Transplantation of Deprenyl-Induced Tyrosine Hydroxylase-Positive Cells Improves 6-OHDA-Lesion Rat Model of Parkinson’s Disease: Behavioral and Immunohistochemical Evaluation

(Pages: 55-64)
Maryam Haji Ghasem Kashani, P.hD., 1,2,*Mohammad Taghi Ghorbanian, Ph.D., 1,2Leili Hosseinpour, M.Sc., 1,2
Department of Biology, School of Biology, Damghan University, Damghan, Iran
Institute of Biological Sciences, Damghan University, Damghan, Iran
Department of Biology, School of Biology, Damghan University, Damghan, Iran
Institute of Biological Sciences, Damghan University, Damghan, Iran
* Corresponding Address: P.O.Box: 36717 Department of Biology School of Biology Damghan University DamghanIran Email: kashani_tmu@yahoo.com
Any use, distribution, reproduction or abstract of this publication in any medium, with the exception of commercial purposes, is permitted provided the original work is properly cited This is an open-access article distributed under the terms of the Creative Commons Attribution License, which permits unrestricted use, distribution, and reproduction in any medium, provided the original work is properly cited.
Haji Ghasem Kashani Maryam, Ghorbanian Mohammad Taghi, Hosseinpour Leili. Transplantation of Deprenyl-Induced Tyrosine Hydroxylase-Positive Cells Improves 6-OHDA-Lesion Rat Model of Parkinson’s Disease: Behavioral and Immunohistochemical Evaluation. Cell J. 2013; 15(1): 55-64.

Abstract

Objective:

There is longstanding experimental and clinical evidence that supports the idea that replacement of dopaminergic (DAergic) neurons can ameliorate functional disabilities of Parkinson’s disease (PD). The purpose of the present study is to examine the efficacy of transplantation of rat bone marrow stromal cell (BMSCs)-derived tyrosine hydroxylase-positive (TH+) cells induced by deprenyl into 6-hydroxydopamine (6-OHDA)-lesioned rat models, using behavioral tests and immunohistochemical evaluations.

Materials and Methods:

In this experimental study, undifferentiated BrdU-labeled BMSCs were incubated in serum-free medium that contained 10-8 M deprenyl for 24 hours.

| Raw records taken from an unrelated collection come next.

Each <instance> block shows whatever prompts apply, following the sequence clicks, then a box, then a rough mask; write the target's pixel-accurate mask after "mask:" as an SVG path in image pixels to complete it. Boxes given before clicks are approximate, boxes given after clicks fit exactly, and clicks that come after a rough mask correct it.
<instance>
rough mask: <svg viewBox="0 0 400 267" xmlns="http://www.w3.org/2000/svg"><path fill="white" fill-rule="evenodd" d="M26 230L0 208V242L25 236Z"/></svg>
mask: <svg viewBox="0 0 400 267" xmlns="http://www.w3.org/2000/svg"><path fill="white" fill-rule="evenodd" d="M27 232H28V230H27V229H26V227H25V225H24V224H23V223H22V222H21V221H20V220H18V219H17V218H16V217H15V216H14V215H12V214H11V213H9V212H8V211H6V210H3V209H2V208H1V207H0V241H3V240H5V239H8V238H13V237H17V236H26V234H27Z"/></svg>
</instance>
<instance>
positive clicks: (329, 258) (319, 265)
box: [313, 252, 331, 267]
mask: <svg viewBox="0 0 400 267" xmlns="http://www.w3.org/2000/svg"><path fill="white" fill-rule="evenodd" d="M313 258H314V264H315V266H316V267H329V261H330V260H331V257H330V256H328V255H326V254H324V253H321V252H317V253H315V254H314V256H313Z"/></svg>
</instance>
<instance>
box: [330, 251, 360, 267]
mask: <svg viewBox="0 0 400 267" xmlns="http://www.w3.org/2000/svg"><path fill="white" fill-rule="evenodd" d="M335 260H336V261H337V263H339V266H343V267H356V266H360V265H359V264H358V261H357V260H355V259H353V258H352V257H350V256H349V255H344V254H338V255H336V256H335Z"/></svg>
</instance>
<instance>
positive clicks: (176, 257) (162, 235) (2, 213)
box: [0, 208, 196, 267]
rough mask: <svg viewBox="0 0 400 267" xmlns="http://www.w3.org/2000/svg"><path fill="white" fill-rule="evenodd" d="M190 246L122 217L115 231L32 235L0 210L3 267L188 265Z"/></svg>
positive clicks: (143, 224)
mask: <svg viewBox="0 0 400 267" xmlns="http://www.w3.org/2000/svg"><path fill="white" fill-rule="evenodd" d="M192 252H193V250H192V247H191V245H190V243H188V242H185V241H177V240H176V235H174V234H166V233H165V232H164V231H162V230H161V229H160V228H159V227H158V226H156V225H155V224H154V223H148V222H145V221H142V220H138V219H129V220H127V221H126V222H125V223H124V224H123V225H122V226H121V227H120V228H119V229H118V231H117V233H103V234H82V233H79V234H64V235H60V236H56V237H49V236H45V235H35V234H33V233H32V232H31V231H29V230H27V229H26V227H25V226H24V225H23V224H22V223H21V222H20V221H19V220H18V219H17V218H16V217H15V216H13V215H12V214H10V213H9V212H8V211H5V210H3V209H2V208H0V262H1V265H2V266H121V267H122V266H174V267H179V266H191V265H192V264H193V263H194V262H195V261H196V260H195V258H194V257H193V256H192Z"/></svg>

Afterwards, BMSCs were cultured for 48 hours in α-minimal essential medium (α-MEM) supplemented with 10% FBS, then differentiated into TH+ neurons. We randomly divided 24 hemiparkinsonian rats as follows: group 1 (control) received only medium, while groups 2 and 3 were injected with 2×105 BMSCs and deprenyl-treated cells in 4 µl medium. Injections were made into the injured strata of the rats. Rotational behavior in response to apomorphine was tested before transplantation and at 2, 4, and 6 weeks post-graft. Animals were then sacrificed, and the brains were extracted for immunohistochemical and electron microscopic studies.

Results:

Apomorphine-induced rotation analysis indicated that animals with grafted cells in groups 2 and 3 exhibited significantly less rotational behavior than those in the control group at 2, 4, and 6 weeks after transplantation. Immunohistochemical analysis demonstrated that BrdU-labeled cells expressed specific neuronal markers, such as NF 200 and TH, at the implantation site. The presence of TH+ cells in conjunction with the reduction in rotation might show the capacity of grafted cells to release dopamine. Ultrastructural analysis revealed the presence of immature neurons and astrocyte-like cells at the graft site.

Conclusion:

TH+ neurons induced by deprenyl can be considered as a cell source for PD autograft therapy.